Where exactly the new district will be located has yet to be determined.

The state’s so-called Independent Congressional Redistricting Commission will decide how this and other districts will be redrawn, with a decision expected by December. 

The commission got off to a rocky start with the removal of Chairman Danny Moore earlier this month over social media comments he made calling COVID-19 the “China virus” and for his beliefs there was widespread election fraud last year.

Danny Moore

Fellow commissioners voted unanimously to remove Moore, a Republican appointed from the 6th Congressional District, after he refused to resign voluntarily. They cited concerns about his ability to lead the panel impartially and maintain public confidence in the commission.

Moore was replaced by Carly Hare, whose social media pages are filled with leftist ideology virtue signaling.

Carley Hare

To lean more about how this independent commission was created, click here.

Colorado’s rural counties are among the first organized coalitions beginning to make their mapping interests known, as the state heads into the once-in-a-decade redistricting process.

 

As the process goes on, other interest groups will submit mapping ideas and suggestions for the  new district. The commission will have to weigh the ideas against the required criteria: compactness, contiguousness, population equality, preserving existing political boundaries, respecting communities of interest and competitiveness, as well as complying with the federal Voting Rights Act.
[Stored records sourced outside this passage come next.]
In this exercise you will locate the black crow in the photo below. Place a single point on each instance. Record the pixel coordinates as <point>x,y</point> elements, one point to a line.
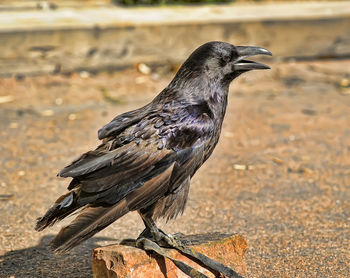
<point>149,155</point>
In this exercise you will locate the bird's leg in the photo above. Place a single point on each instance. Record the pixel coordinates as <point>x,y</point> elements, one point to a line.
<point>148,241</point>
<point>160,237</point>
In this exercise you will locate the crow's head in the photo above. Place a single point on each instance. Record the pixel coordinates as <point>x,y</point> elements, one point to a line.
<point>222,61</point>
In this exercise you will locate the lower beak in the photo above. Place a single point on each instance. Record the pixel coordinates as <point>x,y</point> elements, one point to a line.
<point>246,51</point>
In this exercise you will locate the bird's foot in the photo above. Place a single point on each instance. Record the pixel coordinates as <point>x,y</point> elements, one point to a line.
<point>160,239</point>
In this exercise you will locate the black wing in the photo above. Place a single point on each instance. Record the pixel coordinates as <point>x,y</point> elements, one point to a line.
<point>147,160</point>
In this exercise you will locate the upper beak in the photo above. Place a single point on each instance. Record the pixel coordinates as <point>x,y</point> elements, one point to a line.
<point>247,51</point>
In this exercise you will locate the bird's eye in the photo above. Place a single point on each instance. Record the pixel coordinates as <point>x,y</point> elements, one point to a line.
<point>225,59</point>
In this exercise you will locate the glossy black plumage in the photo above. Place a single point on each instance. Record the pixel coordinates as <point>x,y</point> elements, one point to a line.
<point>149,155</point>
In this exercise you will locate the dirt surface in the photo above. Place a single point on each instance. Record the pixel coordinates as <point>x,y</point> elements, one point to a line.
<point>280,174</point>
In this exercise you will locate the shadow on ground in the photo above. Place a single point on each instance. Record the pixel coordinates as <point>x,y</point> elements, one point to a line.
<point>39,261</point>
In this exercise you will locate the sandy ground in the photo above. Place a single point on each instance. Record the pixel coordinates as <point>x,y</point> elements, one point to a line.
<point>280,174</point>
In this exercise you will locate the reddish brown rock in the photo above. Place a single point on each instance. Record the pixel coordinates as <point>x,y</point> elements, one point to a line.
<point>128,261</point>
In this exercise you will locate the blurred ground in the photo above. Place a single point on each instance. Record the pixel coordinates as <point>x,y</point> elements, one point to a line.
<point>280,174</point>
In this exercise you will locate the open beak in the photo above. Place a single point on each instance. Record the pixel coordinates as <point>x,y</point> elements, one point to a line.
<point>246,51</point>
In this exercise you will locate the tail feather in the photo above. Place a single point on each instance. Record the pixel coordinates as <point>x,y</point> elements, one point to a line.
<point>90,221</point>
<point>64,205</point>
The announcement by the Census Bureau included loses and gains for other states that comes out as a win for red states.

Population shifts mean five states that voted for Joe Biden will lose seats in the House when congressional districts are redrawn later this year, new Census numbers released Monday show, but will gain seats in two other states. Only two Trump-voting states will lose a seat.

States gaining an additional seat include Florida, North Carolina, Montana and Oregon.

Texas gets two additional congressional districts.

California is among the states that lost population numbers and will lose a congressional seat, along with New York, Illinois, Michigan, Ohio, Pennsylvania and West Virginia.

Imagine that. Americans in the last decade fled from Democrat-controlled states.

Unfortunately for Colorado, most of the Californians landed here.